Back in November I headed to Bristol to experience a new work by an artist who also has social purpose at the core of everything he does. Theaster Gates. Gates has been regenerating, remodelling and inspiring change in South Side Chicago since the sub-prime mortgage crash in 2008 when he started to buy and renovate derelict properties for the local community to use and share. He is now an A-list art world celebrity. Yet he set out on his path by making change his priority, not art world recognition. He was a town planner and a potter before he found himself in the ‘art world.’ In Bristol he created a new work called ‘Sanctum’ inside the ruin of Temple Church, which sustained 24 hours of sound, day and night over 24 days, by performers, spoken word artists, musicians, choirs, bands and speakers.
(Photo 1. At Sanctum, Bristol, opening weekend)
And then at the weekend I finally made it to art activist Ai Wei Wei’s retrospective at the Royal Academy. Another artist who is also an architect. But above all, he is an activist, who needs and wants to make change, major social change. And he has paid the price with detention, physical beatings, fines designed to bankrupt him. He has huge support from around the world. His art is awe inspiring. His work ‘Straight’ currently at the RA is a dense carpet of steel reinforcing bars from the poorly constructed schools that collapsed in Sichuan, China following the earthquake there in 2008. The bars, mangled and twisted from the quake were recovered by Ai and his team and then straightened out, one by one. (Photo 2. Ai Wei Wei’s Straight.) According to Chinese officials 69,181 people died. Citizen investigators provided Ai with the names of more than 5,000 children who died when their schools collapsed after the quake.
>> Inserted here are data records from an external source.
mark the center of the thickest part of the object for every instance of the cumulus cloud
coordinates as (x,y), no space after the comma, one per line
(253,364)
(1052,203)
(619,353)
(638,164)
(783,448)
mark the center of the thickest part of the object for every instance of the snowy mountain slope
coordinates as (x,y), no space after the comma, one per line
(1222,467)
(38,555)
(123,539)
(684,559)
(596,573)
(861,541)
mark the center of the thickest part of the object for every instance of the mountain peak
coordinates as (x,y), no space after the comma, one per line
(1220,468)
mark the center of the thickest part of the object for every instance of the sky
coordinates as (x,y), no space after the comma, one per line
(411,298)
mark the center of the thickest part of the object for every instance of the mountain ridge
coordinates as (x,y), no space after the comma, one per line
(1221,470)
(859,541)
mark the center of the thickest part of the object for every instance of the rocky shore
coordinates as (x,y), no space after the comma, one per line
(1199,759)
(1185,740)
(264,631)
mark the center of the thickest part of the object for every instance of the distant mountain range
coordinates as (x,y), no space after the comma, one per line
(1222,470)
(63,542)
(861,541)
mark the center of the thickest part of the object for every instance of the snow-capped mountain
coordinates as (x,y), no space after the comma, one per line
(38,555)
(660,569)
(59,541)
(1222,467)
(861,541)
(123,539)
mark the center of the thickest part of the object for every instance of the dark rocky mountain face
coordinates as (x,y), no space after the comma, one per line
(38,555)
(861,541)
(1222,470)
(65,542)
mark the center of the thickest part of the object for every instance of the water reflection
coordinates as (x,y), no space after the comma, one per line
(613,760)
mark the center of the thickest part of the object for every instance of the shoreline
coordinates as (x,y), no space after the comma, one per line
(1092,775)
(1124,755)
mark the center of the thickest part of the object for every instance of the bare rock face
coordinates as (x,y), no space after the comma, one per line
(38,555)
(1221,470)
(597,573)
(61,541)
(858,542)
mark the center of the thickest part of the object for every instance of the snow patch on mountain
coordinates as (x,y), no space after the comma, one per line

These names too are listed in the exhibition. (Photo 3.)
The Ai Wei Wei exhibition was mobbed. So many people. Queues. I’d love to have seen the work quietly. Alone. To spend time to absorb its power. But at the same time, how brilliant so many people care. So many are moved and inspired enough to queue for work that, to be honest, needs some explanation to understand its true depth. You have to work to get it. But that’s not stopping us.
At Sanctum in Bristol, no one knew what they’d experience when they arrived at Sanctum. It was like a lucky dip. But on the opening weekend there were queues for that too. I don’t know if these continued, but how brilliant to have so many Bristolians co-creating their own wall of sound for 24 days. Taking ownership of their space. Speaking out for their city.
So, for ‘non-artists,’ it’s exciting times. The public are taking part. Let’s do more of this, here in Bedfordshire, people.